As most of you will know I’m in the process of writing a
book based around my experiences shared in this blog in the past few years
since my diagnosis. It’s been a labour of love, but mostly a very difficult
experience. Lots of you are lovely enough to enquire as to how it’s all going
so I thought I’d share a little update on my progress…
Writing a book based mainly on your own life isn’t as easy
or as much of a vanity project as you may think. Especially when you are
talking about some of the worst and most painful (mainly literally) experiences
you’ve ever had. You wouldn’t think any research would be required when writing
about yourself but it is amazing how many details are forgotten in a haze of
drugs and pain relief. Hospital stays especially can be so mind-numbingly dull
and lonely that the mind tends to blur chunks of it out and leaves only the
worst or best bits. Selective memories I suppose. I started my own ‘research’
by looking out my old diaries and immersing myself in my own recent history. I spent
hours sobbing into the pages as I was faced with the horrible recollection of
how horrendously ill and miserable I was. The resounding feelings bouncing off
the page were that of utter hopelessness and confusion, constant pain and sadness.
Now I’m well aware most people who keep diaries (I have since I was 12 years
old) have a tendency to dramatize – especially if you were an aspiring writer
like me, but there was no drama in here, just facts. A little bit of ranting at
the wretchedness of my existence but certainly nothing worthy of Sunset Beach.

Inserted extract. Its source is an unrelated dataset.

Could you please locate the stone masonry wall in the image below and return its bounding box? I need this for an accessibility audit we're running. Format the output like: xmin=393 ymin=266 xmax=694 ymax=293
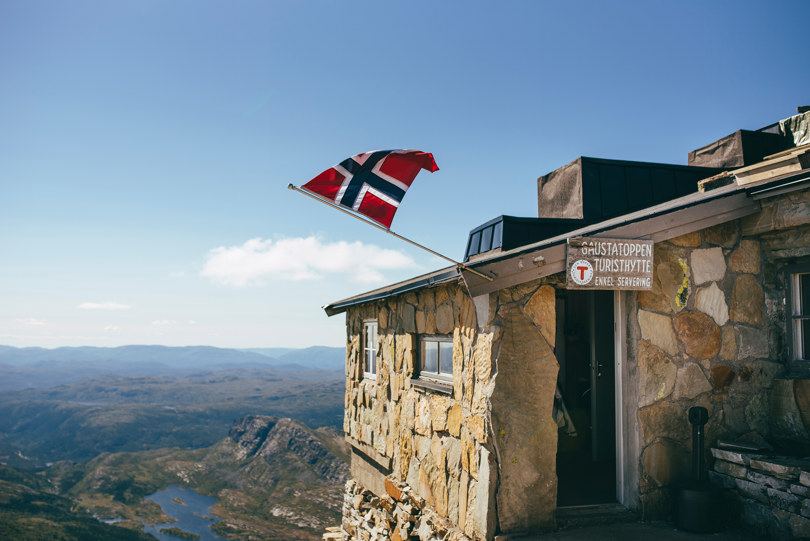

After stepping back out of my pre-penned history I was able
to start to thinking about how to make something so miserable into a piece of
work someone would actually want to read. Preferably without hanging themselves
by the end of the first chapter. (I didn’t say I set my bar high). I use my
blog to try to make something universally rubbish seem slightly less so through
humour, mocking myself and of course, puns. LOVE A PUN. So I figured this was
the best way to go. I want people to read my experiences and see there is life
beyond chronic illness, especially those who are recently diagnosed. It can be
such a terrifying time for everyone involved, so the book contains lots of help
for sufferers themselves and I hope their families and friends can gain a bit
of insight from it too. That’s the plan anyway. Some of my friends who are fellow sufferers’ have
read the book (in its early draft) and have had positive feedback for me so
far. I didn’t quite realise it may be
uncomfortable for my family and friends though, as some have told me it’s been difficult
and upsetting to read as they didn’t realise how bad things actually were.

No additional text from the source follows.